Obama's Big New Move on Coal

In another aggressive measure to fight climate change, the White House halts all new mining projects on federal lands.

Coal mines in Wyoming, like this one in Point of the Rocks, will be most affected by the change. (Jim Urquhart / Reuters)

In his second term, President Obama has taken increasingly forceful steps to fight climate change. He’s forged emissions-limiting deals with China and pushed for the first international climate accord. Most importantly, last year his administration initiated the Clean Power Plan: a new set of EPA regulations meant to slowly phase out the nation’s array of coal-burning power plants and reduce its carbon emissions overall.

Those rules were meant to constrain the demand for coal, limiting how much of what’s mined ever actually enters the atmosphere. But many economists have long maintained that if the U.S. truly wanted to mitigate climate change, it would have to target the supply of coal—how much of the fossil fuel is mined—as well. That’s why activists opposed the Keystone XL pipeline for so many years, and why green groups have since rallied around the slogan, “keep it in the ground.”

On Friday, the Obama administration announced its most significant measure yet to do just that. The Department of the Interior said that it would not grant any new leases to mine coal from public land until it reviewed the federal coal program. That program produces about 40 percent of all U.S. coal: Virtually all coal mined west of the Mississippi is technically owned by the federal government. It’s expected that the government will eventually make it much more expensive—and effectively unfeasible—for companies to mine that mineral.

“Given serious concerns raised about the federal coal program, we’re taking the prudent step to hit pause on approving significant new leases,” said Sally Jewell, secretary of the Department of the Interior, in a statement. At least until the review ends, ongoing coal-mining projects on federal land can continue.

Obama previewed the news on Tuesday during his State of the Union address, when he promised to “push to change the way we manage our oil and coal resources so that they better reflect the costs they impose on taxpayers and our planet.”

Climate-activism groups largely celebrated the news.

“We opposed and defeated the Keystone XL pipeline because it would take more tar sands out of the ground and have a disastrous impact on the climate. The same goes for fossil-fuel development on our public lands,” said Jason Kowalski, a policy director at 350.org, in a statement. “It’s a positive step forward to see this ‘keep it in the ground’ principle being applied to more government decision making, but the clock is ticking.”

But energy-markets analysts said they weren’t sure the Obama administration’s move would have a major effect on energy markets. At least not yet.

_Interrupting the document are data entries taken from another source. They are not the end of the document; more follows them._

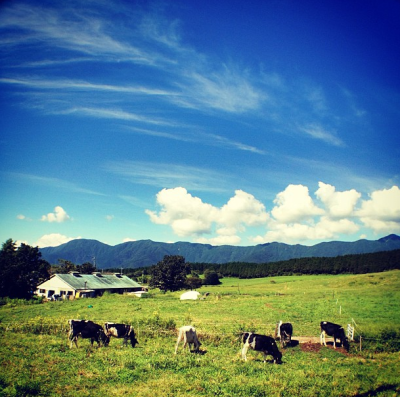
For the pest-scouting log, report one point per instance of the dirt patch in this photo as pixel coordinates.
(310, 347)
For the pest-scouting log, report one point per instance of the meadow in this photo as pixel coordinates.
(36, 359)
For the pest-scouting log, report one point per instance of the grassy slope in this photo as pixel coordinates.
(37, 358)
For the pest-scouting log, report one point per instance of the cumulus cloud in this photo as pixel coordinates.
(338, 204)
(127, 239)
(53, 240)
(294, 204)
(293, 233)
(243, 208)
(190, 216)
(381, 212)
(59, 215)
(295, 218)
(187, 215)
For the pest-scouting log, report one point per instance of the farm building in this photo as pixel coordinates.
(74, 285)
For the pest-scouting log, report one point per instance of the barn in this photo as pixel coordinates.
(75, 285)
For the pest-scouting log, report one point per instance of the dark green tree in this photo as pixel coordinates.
(211, 277)
(86, 268)
(21, 270)
(169, 274)
(65, 266)
(193, 281)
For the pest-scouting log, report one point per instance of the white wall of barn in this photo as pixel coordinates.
(55, 286)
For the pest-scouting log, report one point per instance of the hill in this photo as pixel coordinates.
(142, 253)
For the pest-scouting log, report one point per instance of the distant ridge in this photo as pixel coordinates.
(141, 253)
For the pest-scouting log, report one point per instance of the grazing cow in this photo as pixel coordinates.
(261, 343)
(284, 332)
(336, 331)
(189, 336)
(86, 329)
(121, 331)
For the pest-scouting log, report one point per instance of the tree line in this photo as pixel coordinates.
(353, 264)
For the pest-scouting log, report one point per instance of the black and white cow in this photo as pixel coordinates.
(86, 329)
(261, 343)
(284, 332)
(188, 334)
(336, 331)
(121, 331)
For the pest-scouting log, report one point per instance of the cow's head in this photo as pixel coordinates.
(278, 358)
(104, 338)
(346, 344)
(134, 341)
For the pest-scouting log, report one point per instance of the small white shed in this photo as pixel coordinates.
(190, 295)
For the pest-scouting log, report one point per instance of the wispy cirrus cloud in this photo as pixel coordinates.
(199, 137)
(53, 182)
(39, 83)
(190, 79)
(118, 114)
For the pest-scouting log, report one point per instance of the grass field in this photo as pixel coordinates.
(35, 357)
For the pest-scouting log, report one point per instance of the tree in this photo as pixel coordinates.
(21, 270)
(66, 266)
(194, 281)
(211, 277)
(86, 268)
(170, 273)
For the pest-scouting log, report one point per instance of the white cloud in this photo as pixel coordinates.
(338, 204)
(127, 239)
(225, 90)
(190, 216)
(187, 215)
(243, 208)
(294, 204)
(59, 215)
(220, 240)
(302, 232)
(53, 240)
(381, 212)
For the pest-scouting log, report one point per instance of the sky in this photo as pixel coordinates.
(217, 122)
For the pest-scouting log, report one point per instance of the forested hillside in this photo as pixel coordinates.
(135, 254)
(356, 264)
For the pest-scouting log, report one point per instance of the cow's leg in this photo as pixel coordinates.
(322, 338)
(177, 343)
(265, 356)
(185, 342)
(244, 352)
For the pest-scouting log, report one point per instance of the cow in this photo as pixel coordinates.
(188, 334)
(260, 343)
(284, 332)
(336, 331)
(121, 331)
(86, 329)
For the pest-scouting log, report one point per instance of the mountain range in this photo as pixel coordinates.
(143, 253)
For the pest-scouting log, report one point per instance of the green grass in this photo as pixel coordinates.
(36, 359)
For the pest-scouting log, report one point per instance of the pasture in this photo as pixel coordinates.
(35, 357)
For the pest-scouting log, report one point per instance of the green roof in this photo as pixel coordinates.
(100, 281)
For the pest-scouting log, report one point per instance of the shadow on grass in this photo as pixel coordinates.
(380, 389)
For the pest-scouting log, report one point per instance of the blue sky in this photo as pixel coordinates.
(224, 122)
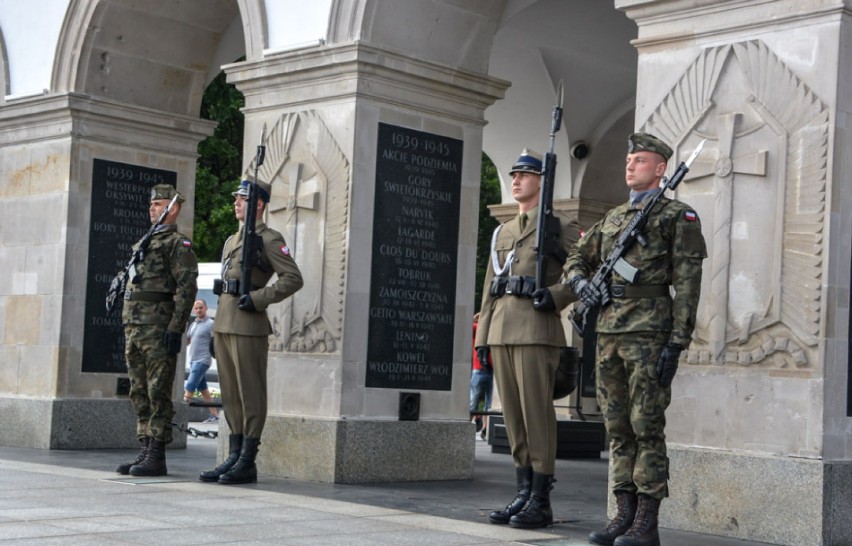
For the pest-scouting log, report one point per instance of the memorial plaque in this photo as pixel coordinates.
(415, 249)
(121, 194)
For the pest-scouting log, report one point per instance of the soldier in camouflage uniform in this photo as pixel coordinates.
(157, 303)
(520, 327)
(641, 334)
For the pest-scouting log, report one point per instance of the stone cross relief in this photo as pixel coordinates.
(723, 171)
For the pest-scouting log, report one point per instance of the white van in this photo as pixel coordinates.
(207, 273)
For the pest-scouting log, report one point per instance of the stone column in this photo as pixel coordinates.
(372, 155)
(54, 156)
(758, 426)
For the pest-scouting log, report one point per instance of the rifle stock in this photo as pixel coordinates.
(252, 242)
(548, 227)
(631, 234)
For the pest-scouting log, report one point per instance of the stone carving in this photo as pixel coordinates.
(761, 200)
(310, 179)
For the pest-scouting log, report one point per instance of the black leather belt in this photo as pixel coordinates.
(151, 297)
(639, 290)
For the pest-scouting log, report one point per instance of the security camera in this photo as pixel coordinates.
(579, 150)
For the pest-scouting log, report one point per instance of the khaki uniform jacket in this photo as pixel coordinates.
(230, 319)
(511, 320)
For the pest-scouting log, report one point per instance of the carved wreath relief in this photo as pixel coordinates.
(759, 188)
(309, 175)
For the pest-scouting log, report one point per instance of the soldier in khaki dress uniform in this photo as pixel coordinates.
(641, 334)
(241, 337)
(157, 304)
(524, 339)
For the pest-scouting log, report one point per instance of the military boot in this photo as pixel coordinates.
(537, 513)
(235, 445)
(124, 468)
(155, 461)
(643, 532)
(523, 475)
(244, 470)
(626, 502)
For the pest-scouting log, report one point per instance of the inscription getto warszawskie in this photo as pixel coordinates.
(415, 249)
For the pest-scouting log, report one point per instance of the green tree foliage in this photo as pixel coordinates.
(219, 170)
(489, 194)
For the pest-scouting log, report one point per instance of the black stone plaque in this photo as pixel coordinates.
(415, 248)
(121, 195)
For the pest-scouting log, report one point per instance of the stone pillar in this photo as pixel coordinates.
(371, 155)
(53, 150)
(759, 422)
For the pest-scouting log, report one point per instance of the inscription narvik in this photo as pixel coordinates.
(415, 248)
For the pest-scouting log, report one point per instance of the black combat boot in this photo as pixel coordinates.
(643, 532)
(244, 470)
(155, 461)
(524, 477)
(626, 502)
(235, 444)
(124, 468)
(537, 513)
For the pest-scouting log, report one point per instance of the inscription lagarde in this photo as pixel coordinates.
(415, 244)
(742, 98)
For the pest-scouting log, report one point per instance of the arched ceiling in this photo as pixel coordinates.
(586, 44)
(154, 53)
(162, 53)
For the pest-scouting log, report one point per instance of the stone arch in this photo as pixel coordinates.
(587, 46)
(111, 50)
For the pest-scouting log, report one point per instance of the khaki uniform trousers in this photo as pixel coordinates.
(525, 375)
(241, 361)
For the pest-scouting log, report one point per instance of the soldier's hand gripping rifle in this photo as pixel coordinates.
(119, 282)
(548, 228)
(630, 235)
(252, 242)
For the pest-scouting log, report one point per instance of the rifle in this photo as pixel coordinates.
(119, 282)
(631, 234)
(252, 242)
(548, 228)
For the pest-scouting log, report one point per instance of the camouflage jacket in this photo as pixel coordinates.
(277, 259)
(168, 269)
(672, 257)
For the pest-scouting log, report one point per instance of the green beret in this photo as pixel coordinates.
(643, 142)
(165, 191)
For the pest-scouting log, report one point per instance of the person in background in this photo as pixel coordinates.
(241, 335)
(640, 336)
(481, 387)
(199, 337)
(521, 329)
(157, 304)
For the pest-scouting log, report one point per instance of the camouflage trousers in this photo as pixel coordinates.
(633, 406)
(152, 378)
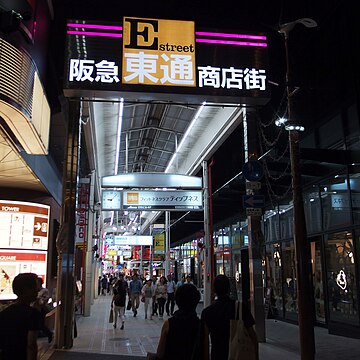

This doesn’t drastically change the overall trajectory for the coal business in the U.S.,” said Rob Barnett, an energy-policy analyst at Bloomberg Intelligence. Domestic coal companies are already having so much trouble with current market conditions—especially the recent EPA rules and state-level legislation—that their near-term outlook just can’t be damaged further by a moratorium.

“If you look from 2014 to 2015, coal production here in the U.S. fell by 100 million tons,” he told me. And Bloomberg’s analysis, he said, estimated coal production would fall another 80 million tons this year. Historically, the United States has produced about one billion tons of coal per year.

And since the new rules are likely to be litigated this year, their long-term success or failure is likely to depend on whoever wins the White House in November, Barnett said. “If you’re playing this out over a multi-decade period, and this really does ultimately become the firm law of the land, at some point it could become a binding constraint on the industry.”